Eddi Wahyudi ditunjuk sebagai Direktur Data dan Informasi Perpajakan, Mukhammad Faisal Artjan memimpin Direktorat Transformasi Proses Bisnis, dan Dwi Astuti mengisi posisi Direktur Perpajakan Internasional.
Tiga tenaga pengkaji bidang juga ditetapkan. Kurniawan Nizar untuk pelayanan perpajakan, Samon Jaya untuk ekstensifikasi dan intensifikasi pajak, serta Syamsinar untuk pembinaan dan penertiban SDM.
R. Dasto Ledyanto diangkat sebagai Kepala Kanwil DJP Wajib Pajak Besar. Arif Mahmudin Zuhri memimpin Jakarta Selatan I, Imam Arifin untuk Jakarta Selatan II.
Kepala kanwil wilayah luar Jawa juga mengalami rotasi.

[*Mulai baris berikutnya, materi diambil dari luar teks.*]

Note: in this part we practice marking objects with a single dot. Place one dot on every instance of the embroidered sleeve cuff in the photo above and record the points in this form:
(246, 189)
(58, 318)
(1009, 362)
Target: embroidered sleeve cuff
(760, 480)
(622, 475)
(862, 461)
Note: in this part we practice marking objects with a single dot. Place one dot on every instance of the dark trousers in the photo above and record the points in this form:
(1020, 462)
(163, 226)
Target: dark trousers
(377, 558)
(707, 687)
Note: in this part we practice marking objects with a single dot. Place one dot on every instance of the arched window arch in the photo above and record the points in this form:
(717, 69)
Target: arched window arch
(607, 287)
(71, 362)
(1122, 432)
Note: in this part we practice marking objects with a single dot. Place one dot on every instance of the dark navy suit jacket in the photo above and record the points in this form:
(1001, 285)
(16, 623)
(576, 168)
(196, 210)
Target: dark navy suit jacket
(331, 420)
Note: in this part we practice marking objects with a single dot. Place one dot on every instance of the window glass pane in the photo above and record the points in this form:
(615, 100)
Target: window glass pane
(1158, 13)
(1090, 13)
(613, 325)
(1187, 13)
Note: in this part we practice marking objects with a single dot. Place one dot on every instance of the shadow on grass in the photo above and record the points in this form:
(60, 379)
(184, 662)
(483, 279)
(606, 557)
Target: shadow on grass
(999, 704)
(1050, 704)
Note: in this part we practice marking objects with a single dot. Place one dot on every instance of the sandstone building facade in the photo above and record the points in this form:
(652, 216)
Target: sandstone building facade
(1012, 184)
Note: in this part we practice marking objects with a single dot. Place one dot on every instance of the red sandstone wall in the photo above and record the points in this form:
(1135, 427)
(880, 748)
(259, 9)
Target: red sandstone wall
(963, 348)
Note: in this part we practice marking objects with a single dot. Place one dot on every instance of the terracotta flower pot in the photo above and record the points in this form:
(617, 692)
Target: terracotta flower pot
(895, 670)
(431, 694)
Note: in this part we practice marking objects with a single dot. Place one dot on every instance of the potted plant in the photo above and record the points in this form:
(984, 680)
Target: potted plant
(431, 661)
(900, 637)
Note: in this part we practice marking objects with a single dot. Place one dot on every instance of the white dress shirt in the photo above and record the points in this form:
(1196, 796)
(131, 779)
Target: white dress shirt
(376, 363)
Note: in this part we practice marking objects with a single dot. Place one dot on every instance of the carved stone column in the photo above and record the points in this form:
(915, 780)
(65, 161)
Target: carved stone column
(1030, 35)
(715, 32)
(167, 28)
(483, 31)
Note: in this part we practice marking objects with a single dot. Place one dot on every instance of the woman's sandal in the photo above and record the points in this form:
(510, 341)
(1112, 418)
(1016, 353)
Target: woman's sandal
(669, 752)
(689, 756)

Ahmad Djamhari memimpin Aceh, Belis Siswanto untuk Sumatera Utara I, Dionysius Lucas Hendrawan di Sumatera Utara II. YFR. Hermiyana mengisi posisi Kepala Kanwil Riau, Mekar Satria Utama di Kepulauan Riau.
Tarmizi memimpin Sumatera Barat dan Jambi, Retno Sri Sulistyani untuk Sumatera Selatan dan Kepulauan Bangka Belitung, Sigit Danang Joyo di Bengkulu dan Lampung.
Kindy Rinaldy Syahrir diangkat sebagai Kepala Kanwil Jakarta Pusat. Yunirwansyah memimpin Jawa Barat I, Max Darmawan untuk Jawa Timur I, Arridel Mindra di Jawa Timur II, dan Lindawaty untuk Jawa Timur III.
Wilayah Kalimantan diisi oleh Dudi Efendi Karnawidjaya untuk Kalimantan Barat, Anton Budhi Setiawan memimpin Kalimantan Selatan dan Tengah, Paryan di Kalimantan Timur dan Utara.
Imanul Hakim dipercaya memimpin Sulawesi Selatan, Barat, dan Tenggara. Ardiyanto Basuki mengisi posisi Kepala Kanwil Sulawesi Utara, Tengah, Gorontalo, dan Maluku Utara. Judiana Manihuruk ditunjuk untuk Nusa Tenggara.
Sementara di Ditjen Anggaran, tiga pejabat yang dilantik adalah Riko Amir sebagai Direktur Anggaran Bidang Politik, Hukum, Pertahanan dan Keamanan dan Bagian Anggaran Bendahara Umum Negara.
Didik Kusnaini menjabat Direktur Anggaran Bidang Pembangunan Manusia dan Kebudayaan. Kurnia Chairi dipercaya memimpin Direktorat Harmonisasi Peraturan Penganggaran.
Pekan lalu, Purbaya juga telah melantik 31 pejabat di lingkungan Ditjen Bea dan Cukai. Menurut menteri keuangan, rotasi di lingkungan DJP dan DJBC bertujuan untuk mengamankan kinerja penerimaan perpajakan.